To solve the problem, we need to determine the approximate moles of 'A' left in the container when the equilibrium is established for the reaction: \[ 3A \rightleftharpoons B \] Given that the equilibrium constant \( K_c = 8 \times 10^{15} \) is very high, we can infer that the reaction favors the formation of product 'B', meaning that most of the 'A' will have reacted to form 'B'. ### Step-by-step Solution: 1. **Initial Conditions**: - We start with 3 moles of 'A' in a 1 L container. Therefore, the initial concentration of 'A' is: \[ [A]_{initial} = 3 \, \text{mol/L} \] 2. **Change in Concentration**: - Let \( y \) be the amount of 'A' that reacts to form 'B'. According to the stoichiometry of the reaction, for every 3 moles of 'A' that react, 1 mole of 'B' is formed. Hence, the change in concentration for 'A' will be: \[ [A]_{change} = -3y \] - The concentration of 'B' formed will be: \[ [B]_{change} = y \] 3. **Equilibrium Concentrations**: - At equilibrium, the concentration of 'A' will be: \[ [A]_{equilibrium} = 3 - 3y \] - The concentration of 'B' will be: \[ [B]_{equilibrium} = y \] 4. **Equilibrium Constant Expression**: - The equilibrium constant \( K_c \) is given by: \[ K_c = \frac{[B]}{[A]^3} \] - Substituting the equilibrium concentrations into the expression: \[ K_c = \frac{y}{(3 - 3y)^3} \] - Given \( K_c = 8 \times 10^{15} \), we can set up the equation: \[ 8 \times 10^{15} = \frac{y}{(3 - 3y)^3} \] 5. **Assumption for High \( K_c \)**: - Since \( K_c \) is very large, we can assume that \( y \) is very close to 1 (meaning almost all of 'A' has reacted).

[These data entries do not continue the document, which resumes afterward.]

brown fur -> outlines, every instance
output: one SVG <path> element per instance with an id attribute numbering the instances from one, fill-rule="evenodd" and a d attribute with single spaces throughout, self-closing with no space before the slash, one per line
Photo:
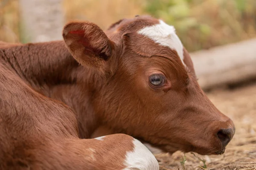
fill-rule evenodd
<path id="1" fill-rule="evenodd" d="M 137 33 L 158 23 L 137 17 L 104 33 L 91 23 L 73 22 L 64 28 L 65 42 L 0 46 L 0 144 L 9 155 L 1 162 L 17 157 L 25 162 L 17 162 L 20 167 L 79 169 L 88 162 L 76 162 L 86 156 L 77 150 L 92 144 L 78 137 L 106 133 L 125 133 L 170 153 L 223 153 L 227 143 L 217 133 L 230 129 L 231 139 L 234 125 L 200 88 L 187 51 L 184 67 L 176 51 Z M 148 76 L 159 71 L 166 83 L 154 89 Z"/>

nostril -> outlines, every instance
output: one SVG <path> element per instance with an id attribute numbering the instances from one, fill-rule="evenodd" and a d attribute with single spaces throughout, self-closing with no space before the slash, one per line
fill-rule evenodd
<path id="1" fill-rule="evenodd" d="M 232 130 L 231 129 L 221 129 L 217 133 L 218 137 L 220 139 L 224 147 L 227 146 L 232 138 Z"/>

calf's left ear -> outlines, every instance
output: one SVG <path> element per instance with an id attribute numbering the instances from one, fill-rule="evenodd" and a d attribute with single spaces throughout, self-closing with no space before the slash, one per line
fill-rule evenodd
<path id="1" fill-rule="evenodd" d="M 63 36 L 69 51 L 79 63 L 103 74 L 109 71 L 108 60 L 114 43 L 98 26 L 88 22 L 70 23 L 64 27 Z"/>

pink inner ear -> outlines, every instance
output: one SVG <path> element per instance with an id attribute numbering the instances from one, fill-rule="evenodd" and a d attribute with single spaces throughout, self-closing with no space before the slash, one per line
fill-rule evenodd
<path id="1" fill-rule="evenodd" d="M 84 31 L 83 30 L 73 31 L 69 31 L 68 33 L 70 34 L 84 34 Z"/>

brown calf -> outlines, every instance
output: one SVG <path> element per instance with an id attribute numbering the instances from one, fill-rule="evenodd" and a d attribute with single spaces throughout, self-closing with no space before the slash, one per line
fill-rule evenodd
<path id="1" fill-rule="evenodd" d="M 39 122 L 44 126 L 41 128 L 49 127 L 48 133 L 56 139 L 76 127 L 76 116 L 82 138 L 123 133 L 170 153 L 177 150 L 202 154 L 224 153 L 234 135 L 234 125 L 199 87 L 190 56 L 173 27 L 139 16 L 121 20 L 105 33 L 91 23 L 71 23 L 64 27 L 63 36 L 65 43 L 3 48 L 1 63 L 8 68 L 0 71 L 9 69 L 8 75 L 12 73 L 12 77 L 15 76 L 12 84 L 18 79 L 44 99 L 32 102 L 35 99 L 29 93 L 17 87 L 8 90 L 10 85 L 3 80 L 0 87 L 13 92 L 12 95 L 5 92 L 1 98 L 14 106 L 12 110 L 4 106 L 8 113 L 33 113 L 29 116 L 31 119 L 36 117 L 35 113 L 44 116 Z M 8 96 L 12 96 L 9 101 Z M 29 106 L 17 109 L 17 103 Z M 67 110 L 62 111 L 58 105 Z M 46 110 L 30 111 L 40 105 Z M 59 124 L 53 123 L 56 127 L 50 130 L 47 122 L 55 119 Z M 13 124 L 29 125 L 26 122 L 21 119 Z M 8 124 L 6 127 L 12 129 Z M 65 130 L 56 130 L 61 127 Z M 26 139 L 35 138 L 42 130 Z M 19 130 L 9 134 L 14 131 Z"/>

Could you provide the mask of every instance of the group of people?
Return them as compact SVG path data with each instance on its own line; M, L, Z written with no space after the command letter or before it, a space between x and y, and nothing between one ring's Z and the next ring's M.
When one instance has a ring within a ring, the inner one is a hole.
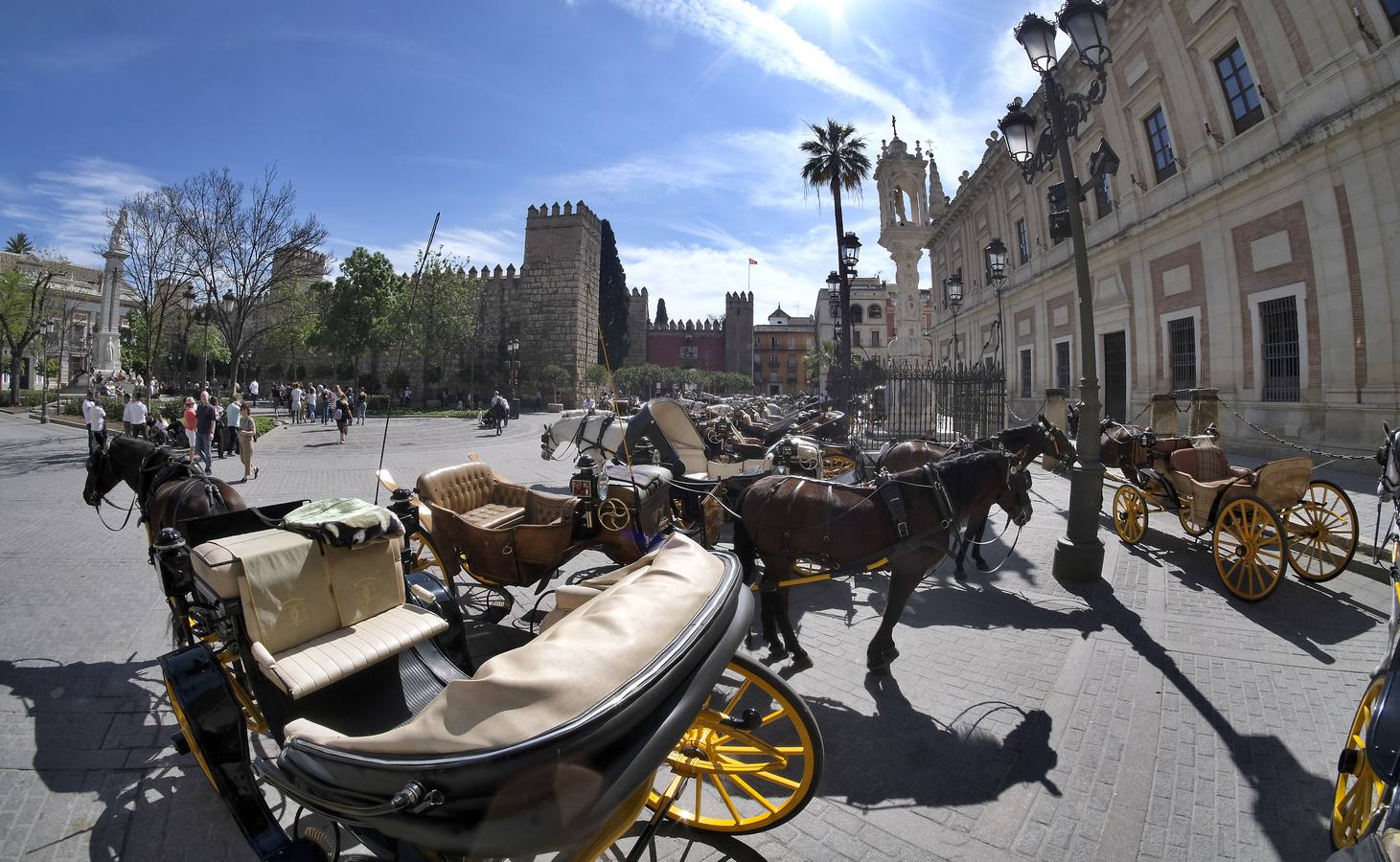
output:
M363 386L358 392L354 392L353 386L350 392L346 392L340 386L330 389L329 386L318 386L315 383L302 389L301 383L295 382L290 386L279 388L277 400L273 403L274 416L279 402L287 404L287 413L291 416L291 424L294 425L314 421L319 421L322 425L335 423L336 430L340 431L340 442L343 444L350 434L351 424L364 424L364 414L370 406L370 395Z

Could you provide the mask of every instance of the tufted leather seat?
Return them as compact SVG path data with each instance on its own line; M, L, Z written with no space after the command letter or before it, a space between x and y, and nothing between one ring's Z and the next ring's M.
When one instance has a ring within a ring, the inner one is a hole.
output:
M405 603L395 536L353 549L269 529L197 546L195 575L225 598L237 585L252 656L300 698L447 630Z
M365 754L452 756L519 744L596 709L694 624L727 582L724 563L685 536L596 582L560 589L543 633L469 680L447 684L417 716L374 736L309 719L287 739Z

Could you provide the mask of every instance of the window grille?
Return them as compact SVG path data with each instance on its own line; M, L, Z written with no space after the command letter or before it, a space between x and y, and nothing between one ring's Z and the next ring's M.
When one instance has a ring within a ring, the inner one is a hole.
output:
M1172 389L1196 389L1196 320L1177 318L1166 322Z
M1054 346L1054 385L1070 392L1070 343L1060 341Z
M1301 360L1298 351L1298 298L1281 297L1259 304L1264 358L1264 400L1296 402Z
M1229 50L1215 59L1215 74L1225 88L1225 101L1229 102L1231 120L1235 123L1235 134L1249 129L1264 119L1264 108L1259 104L1259 87L1254 85L1254 76L1245 63L1245 52L1239 49L1239 42L1229 46Z
M1166 130L1166 115L1158 108L1142 120L1147 129L1148 150L1152 151L1152 168L1156 182L1176 174L1176 154L1172 153L1172 133Z

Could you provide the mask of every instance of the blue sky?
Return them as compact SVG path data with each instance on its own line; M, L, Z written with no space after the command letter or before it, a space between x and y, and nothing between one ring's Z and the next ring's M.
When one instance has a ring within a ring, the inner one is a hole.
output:
M830 202L804 192L804 122L932 141L951 195L1035 78L1011 28L1047 0L517 0L29 4L0 53L0 236L92 263L123 196L274 164L329 252L403 269L440 241L519 263L531 203L585 200L627 281L673 318L722 313L755 257L757 311L811 312ZM925 143L927 146L927 143ZM874 246L876 202L847 209ZM925 270L927 271L927 270Z

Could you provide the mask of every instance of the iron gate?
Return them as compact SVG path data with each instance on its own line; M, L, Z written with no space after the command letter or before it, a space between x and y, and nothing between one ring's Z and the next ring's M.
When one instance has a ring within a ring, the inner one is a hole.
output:
M853 374L851 414L851 435L868 448L988 437L1007 427L1005 374L994 361L869 360Z

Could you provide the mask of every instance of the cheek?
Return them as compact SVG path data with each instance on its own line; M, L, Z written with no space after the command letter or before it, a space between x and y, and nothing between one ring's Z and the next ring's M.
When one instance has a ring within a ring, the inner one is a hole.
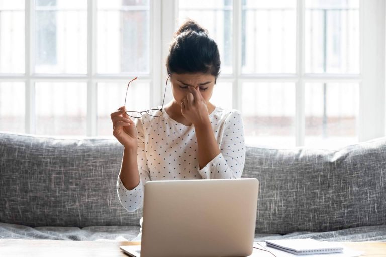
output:
M204 92L201 92L201 96L203 97L204 99L205 100L205 101L208 101L210 99L211 99L212 92L212 91L205 91Z

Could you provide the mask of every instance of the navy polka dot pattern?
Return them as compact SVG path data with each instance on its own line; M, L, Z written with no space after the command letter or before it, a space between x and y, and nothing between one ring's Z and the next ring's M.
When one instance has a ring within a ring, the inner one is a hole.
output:
M244 127L236 110L216 107L209 115L221 153L200 169L194 126L163 115L144 115L134 123L138 132L137 160L141 181L128 190L118 176L121 203L129 212L143 206L144 184L149 180L231 179L241 177L245 160Z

Thus, we can approximate \( 3 - 3y \) as being very small. - Let’s assume \( 3y \approx 3 \) (since most of 'A' has reacted): \[ 3 - 3y \approx 0 \] 6. **Solving for \( y \)**: - Rearranging the equation: \[ y \approx 3 \times 10^{-5} \] - Therefore, the moles of 'A' left at equilibrium will be: \[ [A]_{equilibrium} = 3 - 3y \approx 3 - 3 \times 10^{-5} \approx 3 - 0.00003 \approx 2.99997 \text{ moles} \] - The moles of 'A' left can be expressed in scientific notation as: \[ [A]_{equilibrium} \approx 5 \times 10^{-6} \] 7. **Finding 'x'**: - Since the problem states that the amount of 'A' left is \( x \times 10^{-6} \), we can conclude: \[ x = 5 \] ### Final Answer: The value of \( x \) is \( 5 \).